Toutes les variétés de chlorophylle possèdent la même structure porphyrinique, composée de quatre cycles pyrrole liés au magnésium par des atomes d'azote. De plus, la molécule de chlorophylle contient un cinquième cycle, entièrement composé d'atomes de carbone et lié au phytol, un alcool à longue chaîne, caractéristique de la plupart des chlorophylles, à l'exception de la chlorophylle c. Les chlorophylles diffèrent par la structure des chaînes latérales fixées aux cycles pyrrole. La différence entre la chlorophylle a et b réside dans le fait que le troisième cycle de la chlorophylle a contient un groupe méthyle, tandis que celui de la chlorophylle b contient un groupe aldéhyde. Ce groupe aldéhyde rend la chlorophylle b plus hydrophile (soluble dans le méthanol à 92 %) que la chlorophylle a (plus soluble dans l'éther). La grande majorité des plantes contiennent deux à trois fois plus de chlorophylle a que de chlorophylle b. La structure de la molécule de chlorophylle a été déterminée au début du XXe siècle par les chercheurs allemands R. Wilstatter et A. Stoll, ainsi que par le célèbre chimiste organicien Hans Fischer.

Les chlorophylles a et b absorbent principalement la lumière bleu-violet et rouge, et
très peu la lumière verte. Pour la chlorophylle a, l'absorption maximale se situe dans le domaine violet, c'est-à-dire à des longueurs d'onde plus courtes que pour la chlorophylle b ; tandis que dans le domaine rouge, le maximum est décalé vers les longueurs d'onde plus longues.

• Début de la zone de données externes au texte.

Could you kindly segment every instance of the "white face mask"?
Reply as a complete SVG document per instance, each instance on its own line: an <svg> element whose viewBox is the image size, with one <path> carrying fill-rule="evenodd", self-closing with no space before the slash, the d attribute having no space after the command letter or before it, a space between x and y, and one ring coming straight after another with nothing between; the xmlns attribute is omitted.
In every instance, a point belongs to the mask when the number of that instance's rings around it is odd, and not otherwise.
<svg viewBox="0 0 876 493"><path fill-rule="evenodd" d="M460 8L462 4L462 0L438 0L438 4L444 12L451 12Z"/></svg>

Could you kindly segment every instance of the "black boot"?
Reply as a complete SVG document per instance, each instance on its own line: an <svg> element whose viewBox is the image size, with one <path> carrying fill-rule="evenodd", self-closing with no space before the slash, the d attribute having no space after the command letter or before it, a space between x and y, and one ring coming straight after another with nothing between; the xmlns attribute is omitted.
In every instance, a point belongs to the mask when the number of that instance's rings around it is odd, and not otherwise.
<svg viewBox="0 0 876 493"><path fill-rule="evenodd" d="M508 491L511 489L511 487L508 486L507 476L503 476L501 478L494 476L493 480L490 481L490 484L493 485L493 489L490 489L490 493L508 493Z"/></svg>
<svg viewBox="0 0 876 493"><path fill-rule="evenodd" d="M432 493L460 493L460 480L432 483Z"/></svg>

La position du maximum d'absorption dépend du solvant dans lequel les colorants sont dissous, c'est-à-dire du type de molécules de solvant auxquelles les molécules de colorant sont associées. Par exemple, dans une plante vivante, le pic d'absorption principal de la chlorophylle a dans le rouge se situe à 683 nm, soit un décalage par rapport au pic à 660 nm de cette même chlorophylle dissoute dans l'éther éthylique. Pour la chlorophylle a, un pic d'absorption supplémentaire a également été observé à 672 nm. On suppose donc que ce décalage résulte de légères modifications des conditions environnementales. Les graphiques illustrant la dépendance de l'absorption de la lumière à différentes longueurs d'onde sont appelés spectres d'absorption. Le spectre d'absorption est déterminé à l'aide d'un spectrophotomètre, instrument équipé d'une source lumineuse émettant des ondes aux longueurs d'onde souhaitées ; d'un prisme ou d'un réseau de diffraction servant à disperser la lumière ; de miroirs réfléchissant certaines longueurs d'onde et les dirigeant vers l'échantillon analysé ; et d'un détecteur permettant de mesurer la quantité de lumière absorbée par l'échantillon. La solution de chlorophylle irradiée devient fluorescente. Elles émettent fortement une lumière rouge intense. Comme la majeure partie de l'énergie responsable de la fluorescence chez les plantes vivantes est utilisée pour la photosynthèse, elles ne présentent pas de fluorescence visible.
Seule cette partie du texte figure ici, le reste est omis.